I discussed this with Earl Geddes at the 2005 Great Plains Audiofest (later renamed the Lone Star Audiofest) and he proposed an alternate configuration, one that puts subs in a random or semi-random arrangement. His idea is that the statistical deviation throughout the room will be averaged better by decorrelation. It makes some sense mathematically, and common sense tell you that if you want to average everything, a random distribution might do that better than an ordered distribution. After all, the room dimensions and the reflections from them are periodic, so the best thing to do to break this up is to introduce a randomizing element. That's the Geddes idea, in a nutshell.
The problem with both approaches is they work best in the lower modal range, up to about 100Hz or so. This is because the average room size separates the woofer locations by wavelength scale at these frequencies. Spreading woofers around the room puts them tens of feet apart, and on a wavelength scale, this tends to smooth frequencies up to about 100Hz.
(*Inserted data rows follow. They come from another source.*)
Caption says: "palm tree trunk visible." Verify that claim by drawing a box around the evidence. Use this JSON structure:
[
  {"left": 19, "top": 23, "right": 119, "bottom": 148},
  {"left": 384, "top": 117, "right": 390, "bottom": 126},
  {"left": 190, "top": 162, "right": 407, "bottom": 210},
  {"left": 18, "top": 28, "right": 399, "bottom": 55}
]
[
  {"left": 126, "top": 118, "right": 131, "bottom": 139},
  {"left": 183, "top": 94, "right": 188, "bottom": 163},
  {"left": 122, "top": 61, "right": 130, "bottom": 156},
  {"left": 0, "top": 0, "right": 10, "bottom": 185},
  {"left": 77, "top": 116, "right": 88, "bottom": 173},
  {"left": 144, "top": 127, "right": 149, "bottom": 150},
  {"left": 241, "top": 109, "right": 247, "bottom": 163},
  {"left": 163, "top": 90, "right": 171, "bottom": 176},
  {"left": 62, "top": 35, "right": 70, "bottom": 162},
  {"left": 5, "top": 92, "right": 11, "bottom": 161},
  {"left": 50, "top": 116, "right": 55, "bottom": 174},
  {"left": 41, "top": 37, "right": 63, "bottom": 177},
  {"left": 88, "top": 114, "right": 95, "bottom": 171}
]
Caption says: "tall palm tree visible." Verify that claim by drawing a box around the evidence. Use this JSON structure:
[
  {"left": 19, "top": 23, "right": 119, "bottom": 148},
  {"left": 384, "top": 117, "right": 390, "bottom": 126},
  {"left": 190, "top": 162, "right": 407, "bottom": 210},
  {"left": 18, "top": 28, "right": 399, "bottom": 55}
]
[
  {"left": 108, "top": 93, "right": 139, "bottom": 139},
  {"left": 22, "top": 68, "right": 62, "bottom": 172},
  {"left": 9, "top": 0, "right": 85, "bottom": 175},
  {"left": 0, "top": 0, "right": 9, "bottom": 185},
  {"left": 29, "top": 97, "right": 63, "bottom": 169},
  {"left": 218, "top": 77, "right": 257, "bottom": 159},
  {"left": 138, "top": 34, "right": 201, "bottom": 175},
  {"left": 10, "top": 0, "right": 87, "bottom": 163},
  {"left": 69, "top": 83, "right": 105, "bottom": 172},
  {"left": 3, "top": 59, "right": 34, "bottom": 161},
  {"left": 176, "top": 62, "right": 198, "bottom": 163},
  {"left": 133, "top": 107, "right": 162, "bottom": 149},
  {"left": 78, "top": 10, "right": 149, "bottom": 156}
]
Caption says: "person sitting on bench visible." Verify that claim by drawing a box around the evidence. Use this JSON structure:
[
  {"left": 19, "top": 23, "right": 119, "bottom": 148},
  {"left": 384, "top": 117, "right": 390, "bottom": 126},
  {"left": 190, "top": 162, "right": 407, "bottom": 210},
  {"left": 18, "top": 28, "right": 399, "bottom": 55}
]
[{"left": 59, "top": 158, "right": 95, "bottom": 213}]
However, there remains about an octave of the modal range that isn't effectively mitigated by this approach. Room modes extend up to the Schroeder frequency, which is the approximate frequency where modes are no longer distinct and become more of an averaged field. The Schroeder frequency is a function of room dimensions, and is usually between 150Hz and 200Hz for most average home listening rooms. Similarly, there are also self-interference notches that can form in this range from the nearest boundaries, usually the floor, the ceiling and the wall behind the speakers. Each of these types of self-interference can (and usually do) create notches in the response between 100Hz and 200Hz, if not mitigated in some manner.
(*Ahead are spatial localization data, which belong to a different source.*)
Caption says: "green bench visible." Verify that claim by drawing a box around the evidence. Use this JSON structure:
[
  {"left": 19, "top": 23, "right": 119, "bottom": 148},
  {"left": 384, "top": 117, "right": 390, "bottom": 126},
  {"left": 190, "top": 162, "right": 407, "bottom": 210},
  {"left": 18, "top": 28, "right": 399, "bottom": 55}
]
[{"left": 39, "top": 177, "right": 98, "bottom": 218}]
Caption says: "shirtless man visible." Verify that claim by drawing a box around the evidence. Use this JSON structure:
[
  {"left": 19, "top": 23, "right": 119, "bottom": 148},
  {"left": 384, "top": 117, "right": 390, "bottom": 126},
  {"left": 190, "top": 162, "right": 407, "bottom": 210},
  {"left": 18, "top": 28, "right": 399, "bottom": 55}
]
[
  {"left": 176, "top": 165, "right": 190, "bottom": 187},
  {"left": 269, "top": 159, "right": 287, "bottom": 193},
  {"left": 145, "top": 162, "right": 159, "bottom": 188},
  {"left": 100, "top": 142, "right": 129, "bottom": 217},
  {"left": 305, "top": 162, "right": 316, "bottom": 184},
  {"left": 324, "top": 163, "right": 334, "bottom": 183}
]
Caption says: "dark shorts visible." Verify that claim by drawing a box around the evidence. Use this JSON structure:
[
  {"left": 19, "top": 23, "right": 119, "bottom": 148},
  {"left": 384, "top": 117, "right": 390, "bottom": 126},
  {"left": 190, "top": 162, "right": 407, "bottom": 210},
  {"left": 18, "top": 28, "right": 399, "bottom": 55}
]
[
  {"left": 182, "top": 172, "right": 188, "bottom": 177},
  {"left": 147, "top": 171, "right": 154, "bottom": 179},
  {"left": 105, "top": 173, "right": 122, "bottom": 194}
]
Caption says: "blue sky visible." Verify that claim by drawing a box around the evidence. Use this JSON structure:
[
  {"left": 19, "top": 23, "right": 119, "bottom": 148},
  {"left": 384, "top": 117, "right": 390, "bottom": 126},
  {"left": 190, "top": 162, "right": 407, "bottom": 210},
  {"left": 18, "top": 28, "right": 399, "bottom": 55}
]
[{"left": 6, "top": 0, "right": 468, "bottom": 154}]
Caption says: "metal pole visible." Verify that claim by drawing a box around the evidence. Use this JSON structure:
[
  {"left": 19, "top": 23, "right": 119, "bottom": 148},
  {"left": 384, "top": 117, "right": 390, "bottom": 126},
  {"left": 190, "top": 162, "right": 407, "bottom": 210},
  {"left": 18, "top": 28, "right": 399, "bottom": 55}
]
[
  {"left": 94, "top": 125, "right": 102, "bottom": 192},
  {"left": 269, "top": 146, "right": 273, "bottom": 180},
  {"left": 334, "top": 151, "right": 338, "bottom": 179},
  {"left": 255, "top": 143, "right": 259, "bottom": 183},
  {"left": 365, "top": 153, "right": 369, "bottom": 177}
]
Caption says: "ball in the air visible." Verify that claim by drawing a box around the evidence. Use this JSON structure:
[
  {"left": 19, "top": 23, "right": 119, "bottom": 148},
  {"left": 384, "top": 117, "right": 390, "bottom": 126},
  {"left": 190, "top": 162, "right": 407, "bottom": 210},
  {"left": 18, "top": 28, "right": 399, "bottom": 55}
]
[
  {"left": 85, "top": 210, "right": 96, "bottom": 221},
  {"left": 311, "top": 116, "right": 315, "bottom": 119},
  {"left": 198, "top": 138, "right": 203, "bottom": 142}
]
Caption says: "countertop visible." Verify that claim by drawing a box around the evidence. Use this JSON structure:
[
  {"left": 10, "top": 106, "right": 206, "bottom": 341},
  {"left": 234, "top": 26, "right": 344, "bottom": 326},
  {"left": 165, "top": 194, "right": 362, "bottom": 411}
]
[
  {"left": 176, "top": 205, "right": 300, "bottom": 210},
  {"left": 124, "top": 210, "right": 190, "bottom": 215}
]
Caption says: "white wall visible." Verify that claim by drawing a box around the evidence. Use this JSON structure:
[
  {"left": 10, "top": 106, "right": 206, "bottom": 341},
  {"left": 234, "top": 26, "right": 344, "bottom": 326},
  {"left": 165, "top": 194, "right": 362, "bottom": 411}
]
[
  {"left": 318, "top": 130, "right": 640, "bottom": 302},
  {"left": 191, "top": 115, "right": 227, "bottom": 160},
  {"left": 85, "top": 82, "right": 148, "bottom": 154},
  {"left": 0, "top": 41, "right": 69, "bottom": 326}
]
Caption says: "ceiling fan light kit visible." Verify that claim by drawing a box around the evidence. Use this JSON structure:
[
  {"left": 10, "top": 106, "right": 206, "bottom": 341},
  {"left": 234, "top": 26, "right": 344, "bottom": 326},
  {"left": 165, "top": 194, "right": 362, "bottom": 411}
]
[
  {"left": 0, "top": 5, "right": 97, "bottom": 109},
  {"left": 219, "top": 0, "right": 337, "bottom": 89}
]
My proposed solution is to use blended local sources up to somewhere in the vicinity of 150Hz to 200Hz. This can be accomplished with dual woofers, blended mid/woofer or flanking subs. In any case, the blending of the two sources should not need to be run higher than the Schroeder frequency. A pair of woofers in the same cabinet, for example, may have a lower "helper" woofer low-passed at 250Hz. Or a midrange/fullrange driver placed high on a baffle might be run down to 100Hz, blended with a woofer that is low-passed at 200Hz. Another possible solution, attractive with stand-mounted two-way speakers, is to run flanking subwoofers placed a couple feet away, run up to maybe 150Hz.
Geddes made the comment, a few posts back in this thread, that this is a "non-Welti, or Geddes, a sort of Parham arrangement". I suppose that's true, that flanking subs aren't specifically described by Welti or Geddes. However, some Welti configurations can be done this way. So while there are no Geddes configurations that implicitly include flanking subs, there are some Welti configurations that can.
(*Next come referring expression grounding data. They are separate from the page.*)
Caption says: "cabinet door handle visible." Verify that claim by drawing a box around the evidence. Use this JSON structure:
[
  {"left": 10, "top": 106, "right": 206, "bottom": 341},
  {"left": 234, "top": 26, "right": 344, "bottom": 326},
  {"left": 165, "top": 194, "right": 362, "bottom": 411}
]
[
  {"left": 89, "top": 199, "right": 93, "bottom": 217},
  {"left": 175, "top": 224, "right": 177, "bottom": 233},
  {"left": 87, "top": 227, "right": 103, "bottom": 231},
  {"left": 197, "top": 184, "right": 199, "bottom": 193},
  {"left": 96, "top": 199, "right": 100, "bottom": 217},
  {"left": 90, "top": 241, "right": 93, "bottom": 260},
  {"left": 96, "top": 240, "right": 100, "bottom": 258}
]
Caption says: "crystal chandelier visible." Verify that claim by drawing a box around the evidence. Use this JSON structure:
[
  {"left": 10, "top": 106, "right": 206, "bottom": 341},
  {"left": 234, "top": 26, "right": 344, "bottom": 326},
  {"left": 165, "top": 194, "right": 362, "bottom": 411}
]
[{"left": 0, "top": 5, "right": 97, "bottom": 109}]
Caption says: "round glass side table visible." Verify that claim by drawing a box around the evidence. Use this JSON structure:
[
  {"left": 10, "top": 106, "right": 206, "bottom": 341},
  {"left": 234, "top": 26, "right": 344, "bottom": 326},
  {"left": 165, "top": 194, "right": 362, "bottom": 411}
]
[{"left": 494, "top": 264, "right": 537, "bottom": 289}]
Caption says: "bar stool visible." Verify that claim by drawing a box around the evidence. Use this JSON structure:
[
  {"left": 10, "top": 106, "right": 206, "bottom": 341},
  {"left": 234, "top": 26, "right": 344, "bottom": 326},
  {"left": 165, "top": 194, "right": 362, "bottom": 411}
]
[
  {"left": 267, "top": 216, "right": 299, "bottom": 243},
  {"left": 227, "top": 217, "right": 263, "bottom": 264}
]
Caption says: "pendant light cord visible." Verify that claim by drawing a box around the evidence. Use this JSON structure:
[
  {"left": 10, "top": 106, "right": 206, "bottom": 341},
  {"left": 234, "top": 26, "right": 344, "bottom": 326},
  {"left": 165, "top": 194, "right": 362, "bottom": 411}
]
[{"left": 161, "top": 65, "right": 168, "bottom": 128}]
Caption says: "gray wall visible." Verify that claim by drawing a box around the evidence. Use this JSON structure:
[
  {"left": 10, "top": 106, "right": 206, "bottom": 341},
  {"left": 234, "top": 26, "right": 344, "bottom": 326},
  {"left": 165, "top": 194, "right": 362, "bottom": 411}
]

Since Welti configurations are symmetrical, mains can be placed near the subs. For example, if subs are placed in or near each corner of the room, and stereo mains are placed near two of them, then the nearby subs are essentially flanking subs. With the right spacing and crossover (blending), the whole modal range can be made smooth, including mitigation of the nearest wall and floor bounce notches.
But this should not be taken to mean that flanking subs can only be used with Welti configurations. The mains can be setup with flanking subs, and then another one or two can be placed further away, located symmetrically as per Welti or in a random location as Geddes describes.
There is a tendency by some people to overcomplicate this approach, whether you choose the Welti, Geddes or Parham methods. It can be seen as a statistical approach to averaging the sound field. It can be seen as dense interference, like rain drop ripples in a pool. Both are accurate ways to view the situation. But it can also be seen as simply filling in holes.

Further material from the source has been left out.